Le salon du manoir s'étend devant moi, immense et silencieux. Là aussi, je remarque les changements apportés à la décoration. Le mobilier de bois sombre a été remplacé par des meubles clairs, moins massifs. Le bataillon de canapés en cuir a disparu, supplanté par quatre fauteuils et des méridiennes gris pâle devant les fenêtres en enfilade. À l'instar du hall, les tableaux d'Yvan se sont également évaporés, laissant les murs nus, comme autant de pages blanches qu'il nous incombe de remplir.

Nous allons écrire un nouveau chapitre de notre histoire...

La cheminée, débarrassée des bibelots qui l'encombraient, apparaît plus somptueuse que jamais. Sur son manteau est sculpté le blason de notre famille : un lion debout, surmonté d'un château et entouré de végétaux. Dans l'âtre du foyer, un feu ardent flamboie sur son lit de braises. L'énorme sapin, surchargé de boules dorées, s'est fait détrôner par une magnifique sculpture à taille humaine en bois de rose, représentant un rocher, rehaussé de fleurs et d'un couple de faisans niché au sommet.

L'ancien lustre, preuve de l'extravagance de mon aïeul, a cédé sa place à un plafonnier, en forme de branche d'arbre argenté, composé de plusieurs points lumineux. Ses ramures s'étirent, s'entrelacent au-dessus de la pièce telle une canopée lactescente.

Tout a changé... enfin, à un détail près. L'hostilité de ma famille reste une constante absolue.

Je sens le poids de leurs regards, surpris et curieux. Une tension pesante flotte dans l'air.
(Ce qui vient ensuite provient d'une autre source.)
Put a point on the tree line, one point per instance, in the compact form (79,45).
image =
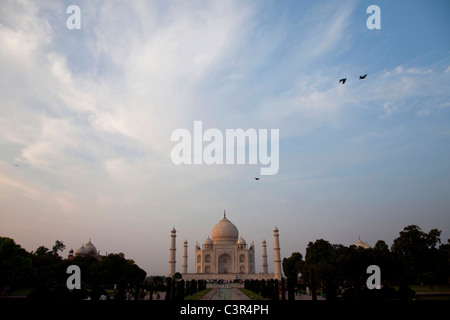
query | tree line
(415,257)
(45,268)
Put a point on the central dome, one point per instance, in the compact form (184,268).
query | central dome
(225,232)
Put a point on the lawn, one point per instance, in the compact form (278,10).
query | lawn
(198,295)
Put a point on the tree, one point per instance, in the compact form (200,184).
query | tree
(292,266)
(13,255)
(320,263)
(59,246)
(417,253)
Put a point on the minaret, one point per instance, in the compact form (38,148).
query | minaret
(172,259)
(277,259)
(185,257)
(264,257)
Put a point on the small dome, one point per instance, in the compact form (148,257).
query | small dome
(81,251)
(225,232)
(241,241)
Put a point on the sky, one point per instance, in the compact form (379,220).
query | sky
(86,118)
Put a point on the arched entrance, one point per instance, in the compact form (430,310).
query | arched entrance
(225,265)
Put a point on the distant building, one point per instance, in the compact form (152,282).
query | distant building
(225,256)
(85,250)
(361,244)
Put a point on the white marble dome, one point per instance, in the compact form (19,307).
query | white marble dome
(241,242)
(81,251)
(225,232)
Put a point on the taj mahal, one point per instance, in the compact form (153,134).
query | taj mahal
(225,256)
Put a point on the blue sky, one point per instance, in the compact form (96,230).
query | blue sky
(88,114)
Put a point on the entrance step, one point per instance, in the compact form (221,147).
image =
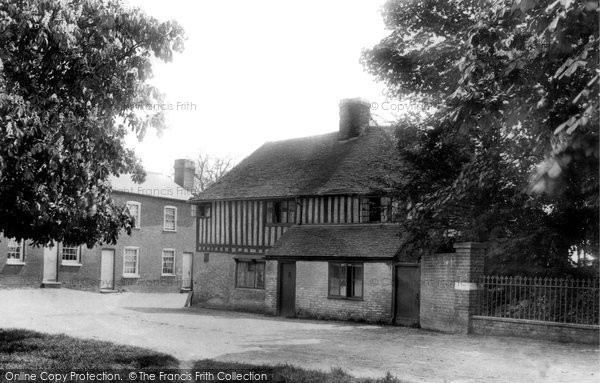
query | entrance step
(51,285)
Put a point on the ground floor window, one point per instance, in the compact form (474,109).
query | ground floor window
(168,262)
(15,251)
(250,274)
(131,262)
(345,280)
(70,254)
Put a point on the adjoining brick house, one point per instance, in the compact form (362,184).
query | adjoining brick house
(157,256)
(304,227)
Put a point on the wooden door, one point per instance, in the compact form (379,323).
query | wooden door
(50,264)
(107,269)
(287,289)
(407,291)
(186,271)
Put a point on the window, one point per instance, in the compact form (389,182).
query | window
(168,262)
(135,210)
(170,218)
(345,280)
(15,251)
(203,210)
(250,274)
(283,212)
(131,262)
(371,209)
(69,255)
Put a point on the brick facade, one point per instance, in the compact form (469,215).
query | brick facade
(214,284)
(449,291)
(312,294)
(150,238)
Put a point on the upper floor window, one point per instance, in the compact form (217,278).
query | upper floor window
(131,261)
(135,210)
(70,255)
(203,210)
(168,262)
(371,209)
(15,251)
(170,218)
(283,211)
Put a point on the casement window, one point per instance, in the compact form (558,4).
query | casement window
(170,218)
(345,280)
(135,210)
(70,255)
(168,262)
(203,210)
(370,209)
(131,261)
(250,274)
(15,251)
(281,212)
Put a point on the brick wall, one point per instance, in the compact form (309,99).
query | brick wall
(28,274)
(312,291)
(150,238)
(449,291)
(561,332)
(214,285)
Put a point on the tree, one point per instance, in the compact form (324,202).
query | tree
(72,84)
(210,169)
(511,154)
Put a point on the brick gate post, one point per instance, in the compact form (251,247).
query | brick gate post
(449,287)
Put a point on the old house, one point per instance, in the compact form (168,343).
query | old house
(156,257)
(304,227)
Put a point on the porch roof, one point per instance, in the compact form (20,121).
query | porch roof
(367,242)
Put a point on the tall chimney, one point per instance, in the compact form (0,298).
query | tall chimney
(185,171)
(355,115)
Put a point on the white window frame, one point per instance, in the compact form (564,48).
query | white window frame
(165,218)
(138,219)
(162,271)
(137,262)
(70,262)
(15,261)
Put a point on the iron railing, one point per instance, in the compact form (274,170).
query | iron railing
(563,300)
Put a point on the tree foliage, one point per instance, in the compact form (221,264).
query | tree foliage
(511,154)
(210,169)
(72,84)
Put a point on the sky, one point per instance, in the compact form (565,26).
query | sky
(257,71)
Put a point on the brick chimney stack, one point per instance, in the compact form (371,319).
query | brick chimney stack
(185,171)
(355,115)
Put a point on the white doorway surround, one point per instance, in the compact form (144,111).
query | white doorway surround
(50,278)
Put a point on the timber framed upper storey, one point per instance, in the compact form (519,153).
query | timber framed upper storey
(330,179)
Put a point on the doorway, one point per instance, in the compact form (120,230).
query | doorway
(407,294)
(287,289)
(186,271)
(50,264)
(107,270)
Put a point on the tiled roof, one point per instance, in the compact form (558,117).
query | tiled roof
(316,165)
(155,185)
(338,241)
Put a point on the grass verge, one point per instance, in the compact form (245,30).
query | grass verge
(34,350)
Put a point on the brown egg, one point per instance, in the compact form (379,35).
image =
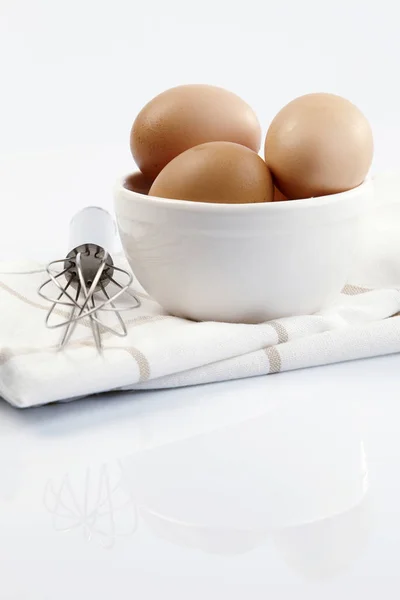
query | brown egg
(318,144)
(137,182)
(186,116)
(221,172)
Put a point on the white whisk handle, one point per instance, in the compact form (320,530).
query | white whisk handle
(93,225)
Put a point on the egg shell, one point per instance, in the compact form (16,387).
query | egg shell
(318,144)
(186,116)
(220,172)
(137,182)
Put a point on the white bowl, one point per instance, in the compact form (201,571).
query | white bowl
(241,263)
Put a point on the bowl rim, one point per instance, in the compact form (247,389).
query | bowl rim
(275,207)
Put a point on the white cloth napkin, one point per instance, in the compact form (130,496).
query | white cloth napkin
(162,351)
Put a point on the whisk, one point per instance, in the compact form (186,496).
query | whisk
(87,279)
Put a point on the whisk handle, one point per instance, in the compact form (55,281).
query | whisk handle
(92,225)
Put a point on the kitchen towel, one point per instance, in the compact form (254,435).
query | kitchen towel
(162,351)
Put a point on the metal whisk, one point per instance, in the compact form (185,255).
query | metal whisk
(87,279)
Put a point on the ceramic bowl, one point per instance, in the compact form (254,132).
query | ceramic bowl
(243,263)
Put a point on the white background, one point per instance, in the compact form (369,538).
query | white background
(75,73)
(73,76)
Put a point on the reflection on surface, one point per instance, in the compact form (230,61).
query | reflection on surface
(295,477)
(92,502)
(325,548)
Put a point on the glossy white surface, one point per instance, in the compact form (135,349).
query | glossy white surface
(74,75)
(283,486)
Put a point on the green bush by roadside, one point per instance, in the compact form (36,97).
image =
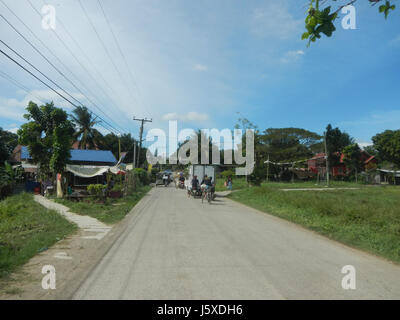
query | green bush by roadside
(367,218)
(111,210)
(27,228)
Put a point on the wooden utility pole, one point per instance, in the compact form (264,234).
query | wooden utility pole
(142,121)
(327,161)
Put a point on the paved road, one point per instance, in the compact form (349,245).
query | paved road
(179,248)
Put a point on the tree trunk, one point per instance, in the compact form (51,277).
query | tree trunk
(59,186)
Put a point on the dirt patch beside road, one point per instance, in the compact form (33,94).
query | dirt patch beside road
(73,258)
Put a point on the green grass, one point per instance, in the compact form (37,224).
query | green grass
(237,184)
(27,228)
(312,184)
(368,218)
(110,212)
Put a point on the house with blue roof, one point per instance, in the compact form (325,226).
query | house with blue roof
(84,167)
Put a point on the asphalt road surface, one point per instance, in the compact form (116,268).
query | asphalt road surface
(179,248)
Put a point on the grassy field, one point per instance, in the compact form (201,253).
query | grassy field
(237,184)
(27,228)
(368,218)
(110,212)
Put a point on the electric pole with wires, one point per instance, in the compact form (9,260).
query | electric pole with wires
(142,121)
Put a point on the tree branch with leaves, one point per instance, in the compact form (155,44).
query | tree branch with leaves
(320,19)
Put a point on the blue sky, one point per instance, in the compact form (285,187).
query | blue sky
(202,62)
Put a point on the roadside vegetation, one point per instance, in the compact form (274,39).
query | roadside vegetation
(27,228)
(108,211)
(367,218)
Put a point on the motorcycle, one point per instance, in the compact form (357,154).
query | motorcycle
(181,185)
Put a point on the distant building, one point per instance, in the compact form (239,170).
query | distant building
(317,164)
(84,167)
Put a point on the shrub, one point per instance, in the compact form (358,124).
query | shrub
(97,190)
(227,173)
(117,187)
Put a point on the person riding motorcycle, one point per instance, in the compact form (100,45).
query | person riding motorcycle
(181,180)
(195,183)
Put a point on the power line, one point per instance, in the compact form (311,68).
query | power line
(105,49)
(21,86)
(59,22)
(77,60)
(142,121)
(30,64)
(119,48)
(44,57)
(47,85)
(83,67)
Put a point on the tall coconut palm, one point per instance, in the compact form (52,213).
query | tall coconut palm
(85,131)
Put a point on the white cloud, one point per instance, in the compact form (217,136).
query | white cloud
(364,144)
(200,67)
(274,21)
(395,41)
(13,130)
(14,108)
(292,56)
(190,116)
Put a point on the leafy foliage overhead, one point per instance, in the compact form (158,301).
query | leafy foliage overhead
(48,136)
(84,123)
(321,20)
(387,144)
(8,141)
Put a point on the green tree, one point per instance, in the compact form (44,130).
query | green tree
(84,123)
(48,136)
(352,158)
(387,144)
(321,16)
(111,142)
(8,141)
(336,141)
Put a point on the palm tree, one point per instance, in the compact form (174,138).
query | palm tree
(85,131)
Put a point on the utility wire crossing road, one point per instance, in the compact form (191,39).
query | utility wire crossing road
(178,248)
L'assemblée me considère avec stupeur et admiration. Tous contemplent ma riche toilette. Certains se mettent à chuchoter à l'oreille de leur voisin, sans me quitter des yeux. Je devine aisément le sujet de ces messes basses : l'entaille boursouflée qui me barre la joue gauche.

Des gloussements nerveux serpentent entre les invités. Des sourires acerbes commencent à se dessiner sur les visages. Un trouble familier, désagréable, monte en moi comme une lame de fond, me happe et me submerge. J'ai le sentiment d'être une pauvre souris face à une meute de chats affamés.

Instinctivement, j'enserre davantage le bras de Philippe comme une naufragée à sa bouée de sauvetage. Mes jambes tremblent, mon estomac se tord dans tous les sens.

— Tout ira bien, me chuchote-t-il en me tapotant affectueusement la main. Nous sommes avec vous. N'est-ce pas mes frères ?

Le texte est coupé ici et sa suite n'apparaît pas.